Но вернемся в год двадцатый… Если у людей бывает счастье, то самыми счастливыми из них в ту пору были производители и поставщики нетканых тряпичных масок: их продукцию обязан был приобретать и неукоснительно использовать весь мир. И мы не знаем, почему Тихонин, человек множества удавшихся попыток, даже не пытался вступить в эту золотую реку – а ведь его, по слухам, звали. Сам он утверждал разное. То, по его словам, с ним сыграло злую шутку слишком уж живое воображение: «Я лишь представлю себе, как Шен Фин, будь он среди нас, с его несчастными больными легкими хрипит и задыхается под маской, так тут же сам под маской начинаю задыхаться», то – испугала тягомотина и скука: не привык Тихонин отдаваться делу монотонному, надежному, которое к тому же он не сам придумал и затеял… Может быть, оно и так, но, скорей всего, Тихонин по своему обыкновению предпочел остаться в стороне от общего большого дела, дабы оставить за собой свободу выбора и маневра. И, может быть, об этом он рассказывал Марии в кафе при автозаправке на шоссе Стамбул – Чанаккале.

…Мы их догнали, опоздав к началу разговора, но отчего бы не предположить: Мария, намолчавшись за рулем, продолжила весело делиться впечатлениями от своей первой в жизни прогулки по Стамбулу; припомнила со смехом грозные окрики стамбульских полицейских, уличных торговцев, даже иногда простых прохожих – с их требованием немедленно надвинуть маску с подбородка на нос; и разговор ее с Тихониным на автозаправке сам собой перешел на маски, как и большинство тогдашних разговоров в мире, ведь недаром это было время масок.

…Время за полдень.

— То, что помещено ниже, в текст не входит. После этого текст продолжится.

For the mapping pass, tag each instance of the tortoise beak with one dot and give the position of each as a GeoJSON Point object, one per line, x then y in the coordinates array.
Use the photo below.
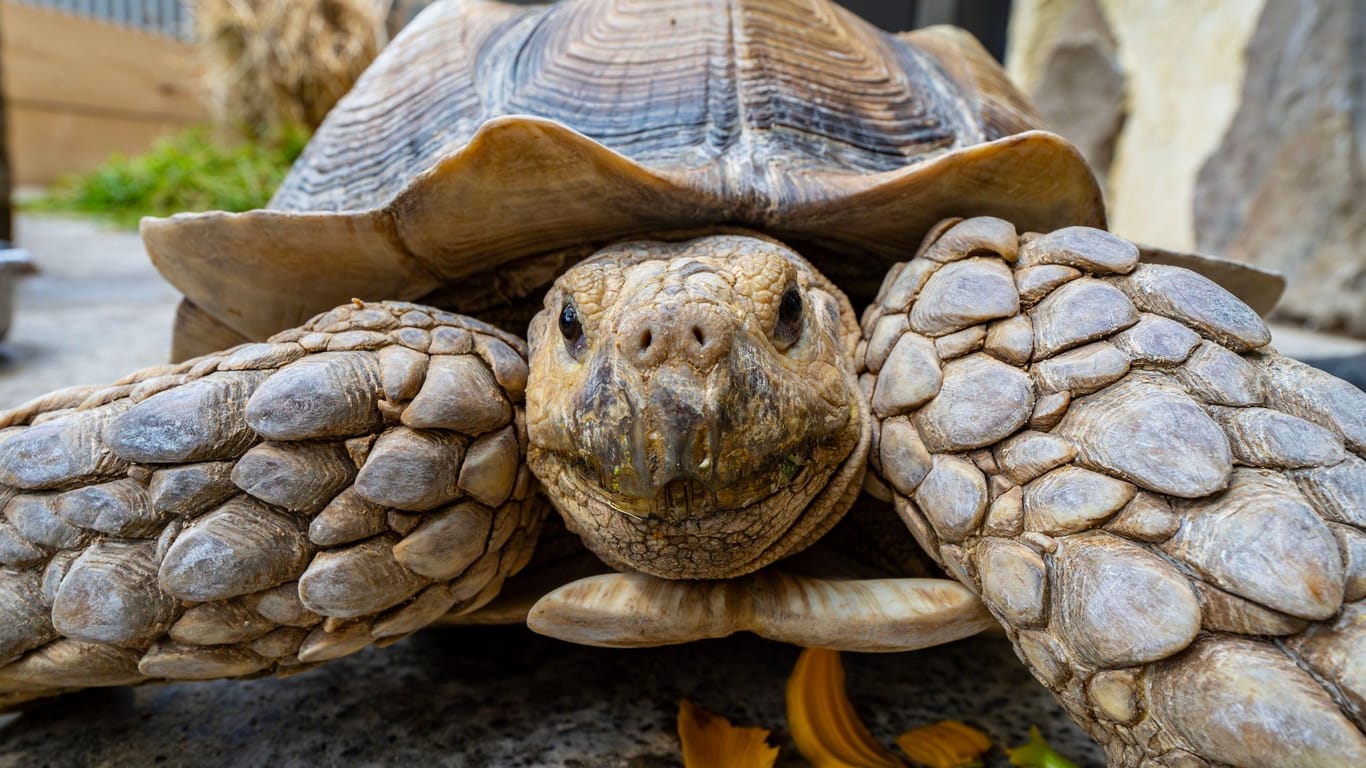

Тихонин и Мария ждут, когда остынут суженные в талии стаканчики с турецким черным чаем, глядят подолгу на автомобили, пролетающие мимо с нытьем и стоном, украдкой – друг на друга: Тихонин то и дело отводит взгляд от ее еще не безнадежных складок кожи над ключицами, Мария – от его уже заметно выдающегося второго подбородка и невообразимо медной седины – тоже боясь обидеть взглядом.

С ужасным самоупоенным громом проносятся по трассе три тяжелых мотоцикла, и все стихает ненадолго. Тихонин и Мария попивают чай за столиком, прижатом к узкой, низкой каменной террасе, на которой в ряд и вперемешку растут герань и некое подобие гороха; в горохе дремлет кот. По ту сторону террасы, в виду бурых гор и серых скал, вздыхает всеми иглами под жарким и нешумным ветром высокая сосна; над горохом и геранью распластала жестяные листья коротенькая пальма с жесткой шкурой. От заправочной площадки столик отгорожен стеной кустарника с объемными, как фонари, яркими цветами…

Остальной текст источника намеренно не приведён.